According to the forecast, strong hybrid applications will account for 78% of the market in 2015, reaching $1.26 billion—more than six times the 2012 figures of $196 million, which represents 58% of that projected market. Dr. Anderman released his projections publicly during a presentation of his analysis of the value proposition for automotive Li-ion batteries at the Advanced Automotive Battery & Ultracapacitor Conference (AABC) 2008, running in Tampa, Florida this week.
The opportunity is in the high-volume strong hybrids. We could have more than $1 billion by 2015, assuming no major safety incident with Lithium-ion.—Dr. Menahem Anderman
Lithium-ion batteries could also see strong growth in the upper end of the micro-hybrid market (stop-start with regenerative braking) and in mild hybrid applications, Anderman said. For micro hybrid applications, Li-ion faces competition from VRLA (lead-acid) batteries and VRLA-Ultracapacitor systems. Toyota, he noted has the most data on the life and performance data on a Li-ion pack for such an application, via the Toyota Intelligent Idling Stop System in the Vitz.
For mild hybrids such as Honda hybrids, the size and weight of Li-ion is attractive compared to NiMH, and the cost per pack can be similar. The main issue here is that impedance rise must be manageable, Anderman said, and life and safety achieved in a single design.
Suppressing impedance rise over life is necessary to enable OEMs to take advantage of the higher power and energy density of NiMH by spec’ing lower Wh batteries into applications. Cost parity with NiMH per kWh can be achieved at similar production volumes if manufacturing yields are proven.
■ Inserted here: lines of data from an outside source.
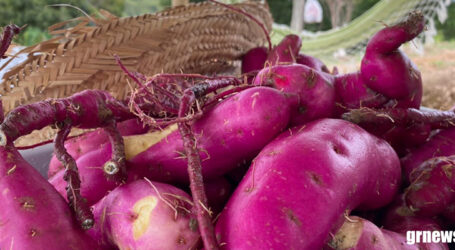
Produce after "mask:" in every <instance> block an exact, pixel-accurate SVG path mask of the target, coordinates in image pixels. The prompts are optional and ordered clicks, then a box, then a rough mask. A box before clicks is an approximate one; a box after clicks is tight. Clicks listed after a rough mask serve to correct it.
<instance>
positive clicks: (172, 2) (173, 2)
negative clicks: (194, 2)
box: [172, 0, 190, 7]
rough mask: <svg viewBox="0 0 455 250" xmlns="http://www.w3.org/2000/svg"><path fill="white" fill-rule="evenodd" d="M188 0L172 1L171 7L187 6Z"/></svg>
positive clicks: (187, 4)
mask: <svg viewBox="0 0 455 250" xmlns="http://www.w3.org/2000/svg"><path fill="white" fill-rule="evenodd" d="M189 3H190V0H172V7H176V6H181V5H188V4H189Z"/></svg>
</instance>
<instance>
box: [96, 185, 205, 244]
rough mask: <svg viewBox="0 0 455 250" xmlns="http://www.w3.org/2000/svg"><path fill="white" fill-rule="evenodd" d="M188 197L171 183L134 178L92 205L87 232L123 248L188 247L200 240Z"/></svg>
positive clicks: (107, 243) (186, 194)
mask: <svg viewBox="0 0 455 250" xmlns="http://www.w3.org/2000/svg"><path fill="white" fill-rule="evenodd" d="M190 201H191V198H190V196H189V195H188V194H186V193H185V192H183V191H182V190H180V189H178V188H176V187H173V186H171V185H167V184H163V183H158V182H150V181H148V180H144V179H141V180H137V181H134V182H131V183H128V184H126V185H123V186H121V187H118V188H116V189H114V190H113V191H112V192H110V193H109V194H108V195H107V196H106V197H105V198H104V199H103V200H101V201H100V202H98V203H97V204H95V205H94V214H95V219H97V223H96V224H95V226H94V228H93V229H90V231H89V233H90V234H91V235H92V236H93V237H94V238H97V239H98V241H100V242H102V243H103V244H104V245H106V246H108V245H109V244H112V245H115V246H117V247H118V248H119V249H120V250H122V249H150V250H153V249H157V250H160V249H190V248H193V247H194V246H195V245H196V243H197V241H198V240H199V233H198V231H197V225H195V224H197V223H194V222H195V221H194V216H193V215H192V213H191V209H192V208H191V205H190V203H189V202H190Z"/></svg>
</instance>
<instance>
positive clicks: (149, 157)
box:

Cost parity with NiMH per kW will be reached earlier, he said, so that for applications which are kW driven, Li-ion will become cost-competitive sooner.
Considering the rate of progress of Li-ion technology, lower cost per kWh enabled by lower cost material is likely in the longer term, provided the materials meet the life requirements. Future nickel cost—the key material cost driver for NiMH—is also an unknown factor.
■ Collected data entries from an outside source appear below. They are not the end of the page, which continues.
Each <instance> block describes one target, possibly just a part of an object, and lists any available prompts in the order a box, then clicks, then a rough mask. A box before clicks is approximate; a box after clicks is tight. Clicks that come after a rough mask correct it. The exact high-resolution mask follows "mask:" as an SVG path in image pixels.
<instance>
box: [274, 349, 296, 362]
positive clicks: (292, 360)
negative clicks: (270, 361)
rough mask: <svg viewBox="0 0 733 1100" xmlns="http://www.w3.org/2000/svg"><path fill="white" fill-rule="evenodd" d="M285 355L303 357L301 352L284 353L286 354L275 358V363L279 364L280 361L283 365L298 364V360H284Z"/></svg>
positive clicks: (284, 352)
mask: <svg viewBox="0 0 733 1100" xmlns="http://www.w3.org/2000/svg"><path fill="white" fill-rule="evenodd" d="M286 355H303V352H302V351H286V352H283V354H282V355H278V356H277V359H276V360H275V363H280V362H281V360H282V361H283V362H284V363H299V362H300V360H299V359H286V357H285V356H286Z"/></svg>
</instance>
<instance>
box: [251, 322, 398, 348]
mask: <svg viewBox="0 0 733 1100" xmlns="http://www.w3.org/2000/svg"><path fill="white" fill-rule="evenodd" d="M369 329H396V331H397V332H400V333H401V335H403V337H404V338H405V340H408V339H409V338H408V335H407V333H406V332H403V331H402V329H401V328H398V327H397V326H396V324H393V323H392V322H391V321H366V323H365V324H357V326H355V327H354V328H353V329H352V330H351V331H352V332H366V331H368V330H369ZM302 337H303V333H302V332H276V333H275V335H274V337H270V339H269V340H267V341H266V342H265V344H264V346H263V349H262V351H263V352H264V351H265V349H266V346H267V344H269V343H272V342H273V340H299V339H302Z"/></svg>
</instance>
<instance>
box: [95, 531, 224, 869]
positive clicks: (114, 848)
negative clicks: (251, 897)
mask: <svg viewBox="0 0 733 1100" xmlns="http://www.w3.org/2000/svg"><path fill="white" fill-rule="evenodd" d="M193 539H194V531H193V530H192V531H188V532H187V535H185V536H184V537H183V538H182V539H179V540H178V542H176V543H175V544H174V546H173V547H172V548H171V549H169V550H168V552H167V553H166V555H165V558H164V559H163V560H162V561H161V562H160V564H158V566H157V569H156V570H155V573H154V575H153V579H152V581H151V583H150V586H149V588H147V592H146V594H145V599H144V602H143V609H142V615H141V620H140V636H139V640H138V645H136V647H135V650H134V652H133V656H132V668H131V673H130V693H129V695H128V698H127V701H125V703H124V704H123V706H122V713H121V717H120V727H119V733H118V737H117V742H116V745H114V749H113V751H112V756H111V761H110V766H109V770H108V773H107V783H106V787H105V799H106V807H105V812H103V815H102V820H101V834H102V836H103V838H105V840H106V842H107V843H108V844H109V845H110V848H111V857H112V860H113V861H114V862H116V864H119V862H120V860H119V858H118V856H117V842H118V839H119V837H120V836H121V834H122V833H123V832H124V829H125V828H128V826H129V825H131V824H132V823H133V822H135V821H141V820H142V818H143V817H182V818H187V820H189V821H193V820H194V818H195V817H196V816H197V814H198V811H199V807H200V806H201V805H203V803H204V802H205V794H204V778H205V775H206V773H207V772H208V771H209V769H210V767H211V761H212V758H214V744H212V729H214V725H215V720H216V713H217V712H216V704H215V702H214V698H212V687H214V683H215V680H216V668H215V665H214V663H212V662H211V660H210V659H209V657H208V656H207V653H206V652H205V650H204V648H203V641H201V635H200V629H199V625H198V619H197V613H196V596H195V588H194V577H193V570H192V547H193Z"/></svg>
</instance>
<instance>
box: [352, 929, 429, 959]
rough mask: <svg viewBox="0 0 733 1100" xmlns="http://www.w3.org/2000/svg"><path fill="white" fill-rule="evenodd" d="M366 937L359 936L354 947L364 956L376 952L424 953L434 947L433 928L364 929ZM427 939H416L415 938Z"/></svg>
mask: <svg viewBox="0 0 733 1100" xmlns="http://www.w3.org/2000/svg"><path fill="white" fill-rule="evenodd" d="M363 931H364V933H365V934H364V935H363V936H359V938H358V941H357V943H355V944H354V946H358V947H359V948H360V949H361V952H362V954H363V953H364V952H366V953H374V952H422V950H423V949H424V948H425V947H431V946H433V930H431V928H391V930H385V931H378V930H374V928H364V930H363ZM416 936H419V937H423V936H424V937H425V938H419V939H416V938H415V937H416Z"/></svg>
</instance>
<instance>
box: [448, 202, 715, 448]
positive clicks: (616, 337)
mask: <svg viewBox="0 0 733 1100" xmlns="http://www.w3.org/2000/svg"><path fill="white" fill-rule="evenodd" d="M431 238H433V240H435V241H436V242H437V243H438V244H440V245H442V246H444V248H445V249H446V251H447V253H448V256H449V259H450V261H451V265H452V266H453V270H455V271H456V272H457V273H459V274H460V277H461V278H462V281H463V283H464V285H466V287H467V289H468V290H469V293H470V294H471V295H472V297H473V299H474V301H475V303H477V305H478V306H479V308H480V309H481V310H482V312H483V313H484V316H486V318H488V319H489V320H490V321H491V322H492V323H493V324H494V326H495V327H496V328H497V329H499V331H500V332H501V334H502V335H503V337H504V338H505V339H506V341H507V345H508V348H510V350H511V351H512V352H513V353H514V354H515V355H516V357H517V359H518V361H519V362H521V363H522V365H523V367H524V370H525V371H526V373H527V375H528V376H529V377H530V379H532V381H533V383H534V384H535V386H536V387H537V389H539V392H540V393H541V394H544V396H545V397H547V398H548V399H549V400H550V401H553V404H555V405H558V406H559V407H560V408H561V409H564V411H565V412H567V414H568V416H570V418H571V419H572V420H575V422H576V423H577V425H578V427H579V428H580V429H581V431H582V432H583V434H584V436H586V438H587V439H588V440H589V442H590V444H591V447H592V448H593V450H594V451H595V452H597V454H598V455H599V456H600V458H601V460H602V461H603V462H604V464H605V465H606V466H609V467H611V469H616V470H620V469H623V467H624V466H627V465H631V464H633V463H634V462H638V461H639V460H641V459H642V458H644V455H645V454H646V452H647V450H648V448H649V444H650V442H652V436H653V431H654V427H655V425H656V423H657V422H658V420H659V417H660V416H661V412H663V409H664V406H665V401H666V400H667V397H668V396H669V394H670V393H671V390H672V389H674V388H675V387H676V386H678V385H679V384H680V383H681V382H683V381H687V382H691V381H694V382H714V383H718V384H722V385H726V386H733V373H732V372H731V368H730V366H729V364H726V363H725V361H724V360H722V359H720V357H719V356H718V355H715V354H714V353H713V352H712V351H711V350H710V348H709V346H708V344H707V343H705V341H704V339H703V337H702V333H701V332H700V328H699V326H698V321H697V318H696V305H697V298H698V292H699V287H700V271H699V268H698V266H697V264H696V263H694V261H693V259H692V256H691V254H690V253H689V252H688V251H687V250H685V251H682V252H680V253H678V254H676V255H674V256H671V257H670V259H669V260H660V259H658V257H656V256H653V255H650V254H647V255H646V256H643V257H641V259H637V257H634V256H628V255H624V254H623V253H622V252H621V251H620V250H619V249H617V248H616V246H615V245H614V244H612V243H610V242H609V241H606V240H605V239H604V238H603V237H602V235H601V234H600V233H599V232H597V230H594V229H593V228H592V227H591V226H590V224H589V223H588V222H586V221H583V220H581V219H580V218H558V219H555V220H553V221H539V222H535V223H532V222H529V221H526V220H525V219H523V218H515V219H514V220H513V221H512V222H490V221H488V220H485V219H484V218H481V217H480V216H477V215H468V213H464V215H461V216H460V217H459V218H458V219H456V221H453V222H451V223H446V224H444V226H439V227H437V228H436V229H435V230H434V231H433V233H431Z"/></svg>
Anderman is not bullish on the prospects of plug-in hybrids (PHEVs), at least based on the economics of it. Retrofitting an existing platform is not really attractive, based on annual fuel cost saving and the loss of cargo space, and designing new platforms for plug-ins is “difficult to justify considering the questionable value proposition and the financial risks involved.” His assessment is that plug-ins with a 10-mile electric range using a blended strategy make the most financial sense, even with gasoline prices reaching $8/gallon.
If we just look at NPV [net present value], this [PHEV 10B] is where we should stay. This is just a financial analysis.—Dr. Menahem Anderman
Accordingly, Anderman’s projections for PHEVs are rather low: 5,000 PHEV 10B units in 2012, rising to 10,000 units in 2015; and 200 PHEV 40s (all electric) in 2012 rising to 1,000 in 2015.